I don’t think I’d want to tell her.

It’s kind of like when people ask “How are you?” and really only want you to say “fine.” Any further explanation makes them uncomfortable.

“I didn’t get to go to a real high school. I went to a small private school near Seattle. It was awful,” Nora says, surprising me with another small glimpse into who she is.

“My school was awful, too,” I admit.

Nora regards me with a skeptical look. “I bet you were one of the popular kids. You played sports, didn’t you?”

I nearly laugh at the idea of me being a popular kid.

A jock? Me? Not even close.

“Not quite.” My cheeks get red. I can feel it. “I wasn’t anything, really. I wasn’t cool enough to be popular, but I wasn’t smart enough to be considered a nerd. I was just in that middle ground where no one gave a shit about me. I was chubby then, so I got teased when the popular kids got bored with their usual prey. But honestly, I didn’t realize how bad my high school was until I moved to Washington halfway through my senior year. My experience in Washington was so different.”

Nora walks over to the utility closet and grabs the broom and dustpan.

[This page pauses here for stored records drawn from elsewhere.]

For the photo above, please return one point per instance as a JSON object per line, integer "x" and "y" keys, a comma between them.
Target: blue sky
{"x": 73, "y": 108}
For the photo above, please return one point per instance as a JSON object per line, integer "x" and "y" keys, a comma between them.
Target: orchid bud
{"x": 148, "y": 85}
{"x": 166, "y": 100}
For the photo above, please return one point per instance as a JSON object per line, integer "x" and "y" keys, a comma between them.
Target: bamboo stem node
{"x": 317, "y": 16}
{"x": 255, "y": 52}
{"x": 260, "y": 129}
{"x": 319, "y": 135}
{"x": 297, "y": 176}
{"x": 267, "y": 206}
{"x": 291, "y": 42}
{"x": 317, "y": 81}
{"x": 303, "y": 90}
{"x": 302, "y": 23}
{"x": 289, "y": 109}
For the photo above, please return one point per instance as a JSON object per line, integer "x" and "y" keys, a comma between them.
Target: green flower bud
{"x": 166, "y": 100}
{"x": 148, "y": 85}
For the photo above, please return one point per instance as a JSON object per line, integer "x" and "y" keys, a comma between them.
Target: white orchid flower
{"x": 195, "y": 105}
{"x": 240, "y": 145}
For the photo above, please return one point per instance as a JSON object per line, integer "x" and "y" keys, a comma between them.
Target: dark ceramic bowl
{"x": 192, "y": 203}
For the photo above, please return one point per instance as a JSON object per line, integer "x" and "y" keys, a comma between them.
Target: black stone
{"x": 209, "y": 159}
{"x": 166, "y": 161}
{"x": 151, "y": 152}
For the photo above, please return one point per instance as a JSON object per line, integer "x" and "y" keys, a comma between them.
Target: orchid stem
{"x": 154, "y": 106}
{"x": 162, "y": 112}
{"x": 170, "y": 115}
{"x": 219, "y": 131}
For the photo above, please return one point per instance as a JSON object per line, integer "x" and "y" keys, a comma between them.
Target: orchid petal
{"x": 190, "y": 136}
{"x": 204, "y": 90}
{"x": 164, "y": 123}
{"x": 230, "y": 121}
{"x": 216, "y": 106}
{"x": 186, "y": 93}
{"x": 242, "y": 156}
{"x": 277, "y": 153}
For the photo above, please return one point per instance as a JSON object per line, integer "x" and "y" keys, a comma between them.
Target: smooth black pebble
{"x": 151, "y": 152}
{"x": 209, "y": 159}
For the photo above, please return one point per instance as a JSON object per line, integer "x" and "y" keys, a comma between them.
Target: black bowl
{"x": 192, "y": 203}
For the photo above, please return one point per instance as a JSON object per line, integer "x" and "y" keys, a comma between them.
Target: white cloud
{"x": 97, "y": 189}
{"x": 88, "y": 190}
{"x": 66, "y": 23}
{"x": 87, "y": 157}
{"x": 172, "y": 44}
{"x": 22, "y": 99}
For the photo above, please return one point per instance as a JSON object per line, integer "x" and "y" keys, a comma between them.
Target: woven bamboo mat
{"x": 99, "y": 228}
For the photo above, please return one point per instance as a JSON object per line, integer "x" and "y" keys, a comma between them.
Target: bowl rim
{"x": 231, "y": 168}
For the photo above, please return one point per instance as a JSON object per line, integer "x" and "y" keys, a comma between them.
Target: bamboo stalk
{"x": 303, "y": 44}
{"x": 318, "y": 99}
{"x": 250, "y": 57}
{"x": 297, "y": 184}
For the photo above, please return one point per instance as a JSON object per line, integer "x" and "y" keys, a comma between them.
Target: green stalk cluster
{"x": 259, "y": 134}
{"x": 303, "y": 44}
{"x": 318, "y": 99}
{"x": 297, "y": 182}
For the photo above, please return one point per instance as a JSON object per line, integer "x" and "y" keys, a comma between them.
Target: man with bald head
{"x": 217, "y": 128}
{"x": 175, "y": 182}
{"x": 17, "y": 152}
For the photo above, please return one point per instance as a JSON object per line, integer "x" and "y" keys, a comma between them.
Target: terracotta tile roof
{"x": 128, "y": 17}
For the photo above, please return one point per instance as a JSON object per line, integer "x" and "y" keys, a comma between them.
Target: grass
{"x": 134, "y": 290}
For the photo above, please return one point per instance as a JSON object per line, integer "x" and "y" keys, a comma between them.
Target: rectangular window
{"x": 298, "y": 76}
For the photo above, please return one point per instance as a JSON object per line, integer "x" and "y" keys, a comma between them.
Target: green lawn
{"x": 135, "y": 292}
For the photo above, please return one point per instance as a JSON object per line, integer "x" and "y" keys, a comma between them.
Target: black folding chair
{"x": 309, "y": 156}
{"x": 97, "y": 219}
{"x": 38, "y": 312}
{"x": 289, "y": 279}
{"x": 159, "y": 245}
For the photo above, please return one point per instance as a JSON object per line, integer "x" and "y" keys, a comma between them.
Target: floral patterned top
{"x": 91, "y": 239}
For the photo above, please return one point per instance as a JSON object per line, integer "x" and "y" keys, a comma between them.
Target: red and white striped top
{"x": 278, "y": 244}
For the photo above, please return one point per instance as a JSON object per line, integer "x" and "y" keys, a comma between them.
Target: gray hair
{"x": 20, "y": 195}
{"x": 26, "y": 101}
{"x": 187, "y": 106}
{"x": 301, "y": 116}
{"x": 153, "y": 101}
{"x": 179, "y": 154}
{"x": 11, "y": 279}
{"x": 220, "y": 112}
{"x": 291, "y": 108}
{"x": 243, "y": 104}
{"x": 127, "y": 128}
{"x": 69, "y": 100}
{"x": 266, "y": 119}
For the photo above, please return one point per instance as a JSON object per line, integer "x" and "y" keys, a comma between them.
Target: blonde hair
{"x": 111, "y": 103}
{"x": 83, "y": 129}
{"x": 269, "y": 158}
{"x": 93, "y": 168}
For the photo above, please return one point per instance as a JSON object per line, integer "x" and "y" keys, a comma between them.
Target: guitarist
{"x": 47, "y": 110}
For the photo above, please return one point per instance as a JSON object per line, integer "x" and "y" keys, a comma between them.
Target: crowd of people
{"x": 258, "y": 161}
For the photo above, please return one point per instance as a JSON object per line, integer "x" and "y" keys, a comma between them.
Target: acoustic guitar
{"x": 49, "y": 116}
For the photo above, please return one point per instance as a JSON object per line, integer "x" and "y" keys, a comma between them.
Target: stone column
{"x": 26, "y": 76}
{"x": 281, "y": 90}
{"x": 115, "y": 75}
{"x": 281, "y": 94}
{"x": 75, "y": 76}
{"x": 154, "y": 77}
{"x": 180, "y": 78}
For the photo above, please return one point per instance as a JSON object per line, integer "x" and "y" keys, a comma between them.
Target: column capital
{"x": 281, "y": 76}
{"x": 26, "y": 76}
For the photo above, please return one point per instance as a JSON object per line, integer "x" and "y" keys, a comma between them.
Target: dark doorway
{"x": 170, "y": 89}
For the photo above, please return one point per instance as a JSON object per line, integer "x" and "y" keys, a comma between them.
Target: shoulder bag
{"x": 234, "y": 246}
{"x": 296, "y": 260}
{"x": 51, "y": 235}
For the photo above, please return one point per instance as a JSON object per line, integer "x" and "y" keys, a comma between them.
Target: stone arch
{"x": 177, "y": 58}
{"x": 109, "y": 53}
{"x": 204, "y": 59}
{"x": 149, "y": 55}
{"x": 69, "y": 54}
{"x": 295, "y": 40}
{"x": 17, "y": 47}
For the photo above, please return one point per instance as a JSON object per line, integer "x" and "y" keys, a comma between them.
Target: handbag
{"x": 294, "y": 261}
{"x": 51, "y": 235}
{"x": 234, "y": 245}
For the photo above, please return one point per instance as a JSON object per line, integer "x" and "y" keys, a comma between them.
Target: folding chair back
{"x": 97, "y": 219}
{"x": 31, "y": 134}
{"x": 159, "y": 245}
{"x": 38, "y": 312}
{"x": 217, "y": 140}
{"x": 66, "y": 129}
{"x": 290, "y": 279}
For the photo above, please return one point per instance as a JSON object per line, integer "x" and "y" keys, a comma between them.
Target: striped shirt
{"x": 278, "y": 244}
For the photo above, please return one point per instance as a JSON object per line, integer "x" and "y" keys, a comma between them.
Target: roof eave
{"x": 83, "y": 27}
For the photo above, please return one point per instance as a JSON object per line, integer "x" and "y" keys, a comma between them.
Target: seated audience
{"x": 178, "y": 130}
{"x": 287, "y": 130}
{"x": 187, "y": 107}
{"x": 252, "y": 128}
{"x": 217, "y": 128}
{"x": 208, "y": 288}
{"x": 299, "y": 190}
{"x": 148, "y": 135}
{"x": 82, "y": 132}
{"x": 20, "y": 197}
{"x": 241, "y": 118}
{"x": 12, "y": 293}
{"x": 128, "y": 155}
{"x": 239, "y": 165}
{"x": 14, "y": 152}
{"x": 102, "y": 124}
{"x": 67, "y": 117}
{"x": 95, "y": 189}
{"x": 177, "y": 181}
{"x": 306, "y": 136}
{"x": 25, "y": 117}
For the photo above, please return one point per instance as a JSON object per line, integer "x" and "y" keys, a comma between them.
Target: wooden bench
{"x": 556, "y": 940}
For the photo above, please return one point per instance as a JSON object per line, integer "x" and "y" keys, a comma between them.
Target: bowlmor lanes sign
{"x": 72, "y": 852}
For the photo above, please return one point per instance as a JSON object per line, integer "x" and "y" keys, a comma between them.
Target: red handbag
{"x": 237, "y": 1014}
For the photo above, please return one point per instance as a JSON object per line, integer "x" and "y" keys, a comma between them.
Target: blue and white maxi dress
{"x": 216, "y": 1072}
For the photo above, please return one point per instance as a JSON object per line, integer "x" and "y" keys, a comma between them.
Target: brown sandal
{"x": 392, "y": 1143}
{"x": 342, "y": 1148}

She starts to sweep the floor and I prepare to fill the silence with more ramblings about my high school days as I wet a paper towel and clean the rest of the counter.

“Nothing is worse than a bunch of assholes who peak in high school,” she observes.

I bark out a little laugh. “That’s one of the truest things I’ve ever heard.”

“I guess I wasn’t missing much,” Nora says, her eyes distant. She has that expression on her face again, the one that looks like she’s grown bored.

“Did you always want to be a pastry chef?” I ask. The sugar is close to being cleaned up now, but I don’t want the conversation to end. I almost wish there was another bag of something for me to accidentally dump on the floor.

I’ve never heard Nora talk this much before, aside from her and Tessa gushing over the two boys kissing on that demon-hunting show Tessa’s obsessed with. Usually, I’m never a part of their conversations, I’m in my room studying or at work when she’s here, and now that we are alone and she’s being uncharacteristically chatty, I want to gather in as many words as she’s willing to say.

She moves the broom across the tile floor and looks over at me. “Thanks for remembering not to call me a baker. And no, I actually wanted to be a surgeon. Like my dad and his dad and his dad.”

A surgeon?That’s the last thing I expected her to say.

“Really?”

“Don’t be so surprised. I’m actually very intelligent.” She cocks her head to the side and I decide that I really like her playful attitude. It’s different from Dakota’s, not as harsh or as hard.

Dakota.

I haven’t thought about her once in the last thirty minutes, and her name sounds foreign inside my head.

Does that make me a bad guy? Naked with her one minute, not thinking about her the next.

Is she sitting at home, waiting for me to call her?

. . . Somehow, I doubt that.

“I’m not doubting that.” I raise a sugary hand to her. “I just thought you would say something more . . . art-related.”

Nora regards me with a thoughtful look on her face. “Hmm, why is that?”